Compared to their male counterparts, women who pursued their own businesses placed advertisements in eighteenth-century newspapers much less frequently. Even though they comprised a sizeable minority of shopkeepers in urban ports, they tended not to inject themselves into the marketplace via the public prints.
For one type of female entrepreneur, however, that changed, at least temporarily, in Boston for several weeks in late winter and early spring in the 1760s. Women who specialized in selling seeds placed advertisements in Boston’s newspapers and competed with each other for customers as the time for planting gardens approached.

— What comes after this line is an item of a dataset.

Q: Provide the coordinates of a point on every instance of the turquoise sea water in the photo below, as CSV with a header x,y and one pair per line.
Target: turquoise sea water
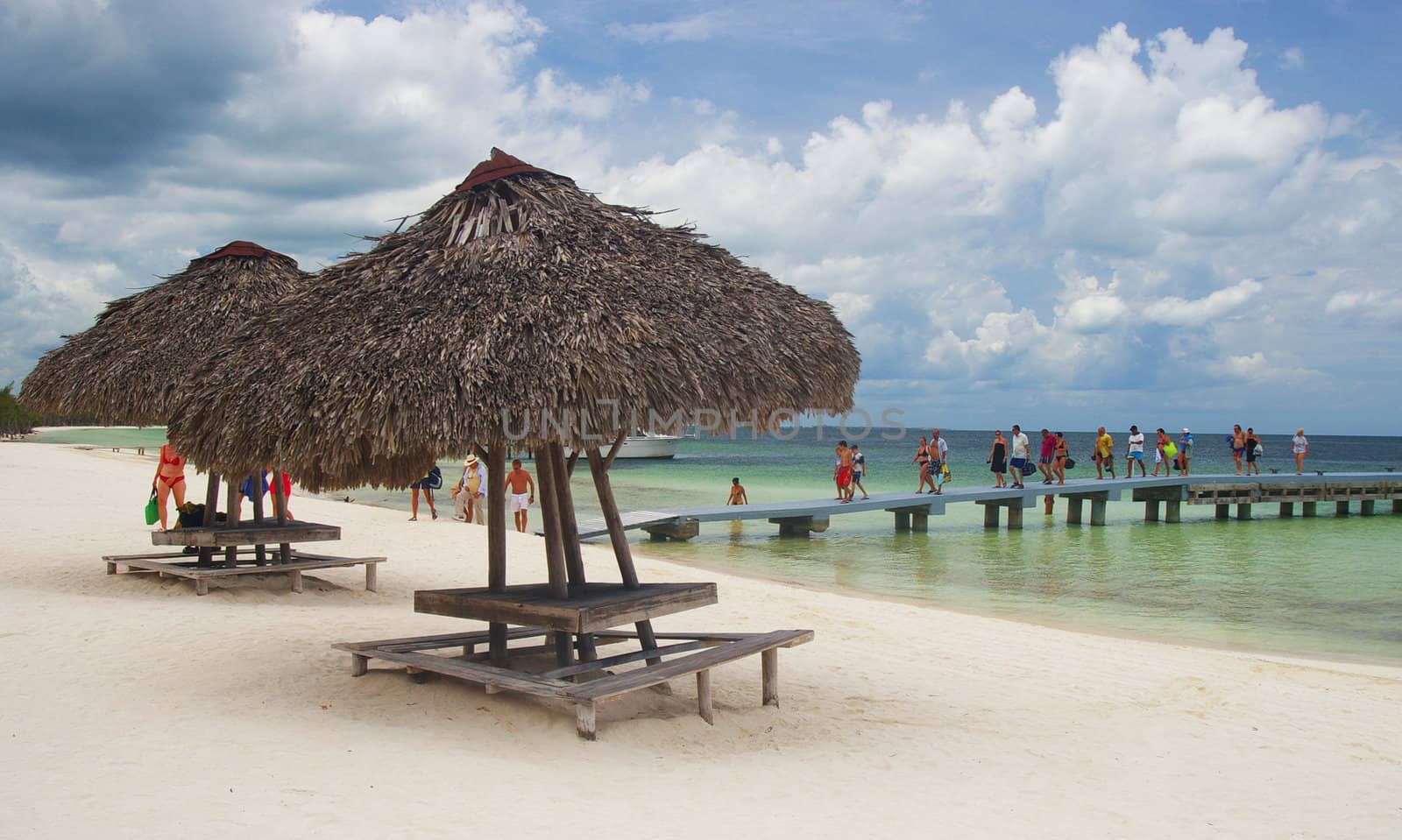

Consider the March 9, 1767, issues of the Boston-Gazette. Susanna Renken’s advertisement appeared on the first page. Notices placed by four other female seed sellers (and one male competitor who, unlike the women, described his occupation as “Gardener”) filled almost an entire column on the final page of the supplement devoted solely to advertising. Just as Renken stated in her advertisement, Bethiah Oliver, Elizabeth Clark, Lydia Dyar, and Elizabeth Greenleaf noted that they imported seeds from London and listed the varieties they stocked. Each had advertised the previous year as well.
Clark, Dyar, and the appropriately named Greenleaf confined their advertising to seeds, but Renken also promoted “all Sorts of English GOODS and China Ware” and Oliver stocked “a general Assortment of Glass, Delph and Stone Ware, Lynn Shoes, best Bohea Tea, Coffee, Chocolate, and all other Groceries.” Their advertisements suggest that Renken and Oliver ran operations much more extensive than peddling seeds, which may explain why those two also inserted advertisements in the Boston Post-Boy on the same day. Clark, Dyar, and Greenleaf may have also stocked various imported housewares and groceries, despite not making an indication in their own advertisements. None of these five women who ran advertisements for the seeds they sold in successive springs, however, placed advertisements at other times during the year.
What explains the prominence of advertisements by women selling seeds amid the scarcity of advertising by other women in colonial Boston’s marketplace? Why did the women in this occupation turn to advertising when other women who operated other sorts of businesses did not? Why did Renken and Oliver only advertise their other wares at the conclusion of their advertisements for seeds and not in separate advertisements throughout the rest of the year? These advertisements demonstrate women’s activity in the marketplace as sellers, not just consumers, but they also raise a series of questions about the limits of that participation captured in print during the period.